Aspiring social workers are also required to acquire "supervised hours," where they work under the tutelage of an experienced case manager. Damron emphasizes that supervision is essential for case management training. It allows inexperienced social workers to improve and learn critical skills and techniques.
"Supervision is necessary at every level because we are all trying to get better at serving our clients," she says. "Many social workers also need clinical supervision, which helps with licensure, developing practice skills and with billing for services."
4. Understand case manager requirements in your state
Each state has its own case manager requirements for practicing as a social worker. Be sure to research your state's requirements as you're preparing for your job hunt.
For instance, in South Carolina, the Board of Social Work Examiners is within the Department of Labor, Licensing and Regulations. The Board provides three levels of case manager education requirements: bachelor's level (LBSW), master's level (LMSW) and independent (LISW). For the bachelor's level, South Carolina requires candidates to have a baccalaureate degree from a social work program accredited by the Council on Social Work Education (CSWE) and to pass an examination through the Association of Social Work Boards (ASWB). You should orient your training and build your resume toward meeting the requirements in the state where you want to work.

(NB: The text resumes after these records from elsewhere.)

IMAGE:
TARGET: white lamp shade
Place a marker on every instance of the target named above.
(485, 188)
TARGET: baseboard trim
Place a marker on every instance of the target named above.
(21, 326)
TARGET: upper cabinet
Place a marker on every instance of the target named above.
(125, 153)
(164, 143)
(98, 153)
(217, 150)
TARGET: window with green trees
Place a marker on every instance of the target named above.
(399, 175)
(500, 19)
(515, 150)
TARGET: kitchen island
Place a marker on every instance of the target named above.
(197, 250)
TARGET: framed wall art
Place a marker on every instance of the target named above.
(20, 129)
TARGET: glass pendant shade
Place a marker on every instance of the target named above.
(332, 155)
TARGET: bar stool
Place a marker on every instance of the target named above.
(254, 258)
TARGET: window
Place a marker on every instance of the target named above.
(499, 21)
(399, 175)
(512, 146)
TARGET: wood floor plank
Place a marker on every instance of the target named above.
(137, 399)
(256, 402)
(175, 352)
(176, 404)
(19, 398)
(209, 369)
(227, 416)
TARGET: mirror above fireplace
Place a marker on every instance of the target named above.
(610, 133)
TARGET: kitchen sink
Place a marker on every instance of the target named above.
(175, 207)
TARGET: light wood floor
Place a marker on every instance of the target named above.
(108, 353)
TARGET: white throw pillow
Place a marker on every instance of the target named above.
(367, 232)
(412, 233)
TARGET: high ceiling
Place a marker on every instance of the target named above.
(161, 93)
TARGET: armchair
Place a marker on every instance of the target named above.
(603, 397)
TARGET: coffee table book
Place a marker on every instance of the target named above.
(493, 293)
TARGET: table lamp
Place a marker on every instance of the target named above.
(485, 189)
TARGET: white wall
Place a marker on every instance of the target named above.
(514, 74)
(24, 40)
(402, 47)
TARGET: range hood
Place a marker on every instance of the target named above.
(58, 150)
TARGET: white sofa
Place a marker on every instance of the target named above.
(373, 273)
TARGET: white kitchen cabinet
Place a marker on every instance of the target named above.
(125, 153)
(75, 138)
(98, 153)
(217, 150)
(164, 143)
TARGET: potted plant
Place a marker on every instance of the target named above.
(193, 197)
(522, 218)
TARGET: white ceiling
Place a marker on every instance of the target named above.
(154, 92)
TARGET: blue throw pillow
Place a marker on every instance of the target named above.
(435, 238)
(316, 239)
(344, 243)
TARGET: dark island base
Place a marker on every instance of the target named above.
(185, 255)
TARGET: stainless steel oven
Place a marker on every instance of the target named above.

5. Fine-tune your application materials
Becoming a case manager is a process that can take years. Securing your entry-level social service worker job will take determination. After all your hard work to prepare for a job in the field, you'll want to send out applications that convey your passion, professionalism, education and experience. Our Resume Builder and Cover Letter Builder are designed to ensure your materials reflect your skills, credentials and enthusiasm. You may also want to check out our case worker Case Manager Cover Letter Sample and Case Manager Resume Example for inspiration.
From here, you will have no end of opportunities to build a satisfying career in public service, all while helping people overcome their challenges and get the help they need.